It's been a mystery for a long time on Spindrift Drive in La Jolla. A constant, steady stream of water coming from even on dry, sunny days.
"To see all this water going down the drain literally is disturbing to me,” resident Bob Bowden said.
Bowden built his home here in the late 1970s. He says the mystery stream appeared out of nowhere three to five years ago, maybe longer.
"It’s frustrating that we've been unable to get anyone's attention at city hall that could solve it,” Bowden added.
The water runs 24 hours a day, flowing at the same rate no matter what time. People who work on homes on this street but don't live here have noticed.
"People fall all the time. I'm surprised the city hasn't been sued yet,” Kyle Bakken, tree trimmer and La Jolla resident, said.
The running water can also leave behind costly damages.
"Now what it's doing is eroding the street. If you look down you can see it,” construction worker Walt Cooper said.
Even people walking by several times a week have noticed.
"It's there winter and summer or whether it's raining or not,” Ray Weiss, who walks by five days a week on his way to Scripps Institution of Oceanography, said.
The water runs into this storm drain close to the Marine Room restaurant. We followed it up stream and found no visible signs the water is coming from someone's yard. It quite frankly appears to come right out of the sidewalk at this point and again at this point across the street.
10News found out that a couple of years ago, residents did meet with their city council member and the heads of the Water Department. A Water official brought up the theory that perhaps the water is coming from the ground somewhere on top of Mt. Soledad.
However since then, the city hasn’t confirmed that theory and the water keeps flowing.
One theory that came out of the meeting is that the water is coming naturally from the ground. Since then, that theory hasn't been proven and nothing more has been done.

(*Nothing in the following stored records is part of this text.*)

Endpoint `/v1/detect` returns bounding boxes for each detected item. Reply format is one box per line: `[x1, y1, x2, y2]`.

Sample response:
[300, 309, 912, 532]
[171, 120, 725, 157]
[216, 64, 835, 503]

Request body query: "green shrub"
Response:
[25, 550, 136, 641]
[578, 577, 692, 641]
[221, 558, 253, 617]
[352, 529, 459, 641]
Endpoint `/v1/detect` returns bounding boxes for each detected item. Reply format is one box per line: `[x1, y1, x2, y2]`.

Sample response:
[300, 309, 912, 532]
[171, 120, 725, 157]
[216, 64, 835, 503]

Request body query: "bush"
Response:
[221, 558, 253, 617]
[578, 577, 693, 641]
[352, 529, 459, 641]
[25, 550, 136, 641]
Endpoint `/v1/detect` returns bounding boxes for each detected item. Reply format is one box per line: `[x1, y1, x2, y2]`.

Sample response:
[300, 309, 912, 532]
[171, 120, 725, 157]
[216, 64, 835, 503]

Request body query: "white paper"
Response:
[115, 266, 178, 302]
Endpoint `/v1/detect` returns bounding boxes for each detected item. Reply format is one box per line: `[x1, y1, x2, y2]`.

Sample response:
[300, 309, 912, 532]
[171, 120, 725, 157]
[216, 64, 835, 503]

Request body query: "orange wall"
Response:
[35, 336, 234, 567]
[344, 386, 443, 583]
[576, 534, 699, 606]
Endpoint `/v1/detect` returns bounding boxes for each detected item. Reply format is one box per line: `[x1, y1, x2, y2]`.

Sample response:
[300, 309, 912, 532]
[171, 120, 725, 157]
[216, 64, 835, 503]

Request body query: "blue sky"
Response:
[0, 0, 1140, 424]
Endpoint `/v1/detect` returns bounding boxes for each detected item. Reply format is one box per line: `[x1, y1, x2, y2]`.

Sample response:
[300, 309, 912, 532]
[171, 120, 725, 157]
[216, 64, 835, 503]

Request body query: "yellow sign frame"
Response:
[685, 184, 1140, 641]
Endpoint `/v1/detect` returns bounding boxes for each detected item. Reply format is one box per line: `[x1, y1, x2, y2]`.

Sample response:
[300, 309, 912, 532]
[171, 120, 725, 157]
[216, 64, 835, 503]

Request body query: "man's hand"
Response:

"We know nothing still after all these years,” Bowden said.
One resident estimates some 30,000 gallons a year are being wasted.
10News is still waiting to hear back from the city.
We also called our expert geologist Pat Abbott for his take on this. He does believe the ground water theory is a possibility.
Abbott explained that past landslides or fault movements on Mt. Soledad may have carved out the earth below in a way that stops and directs water, be it from humans or naturally from the ground, onto streets like spindrift drive.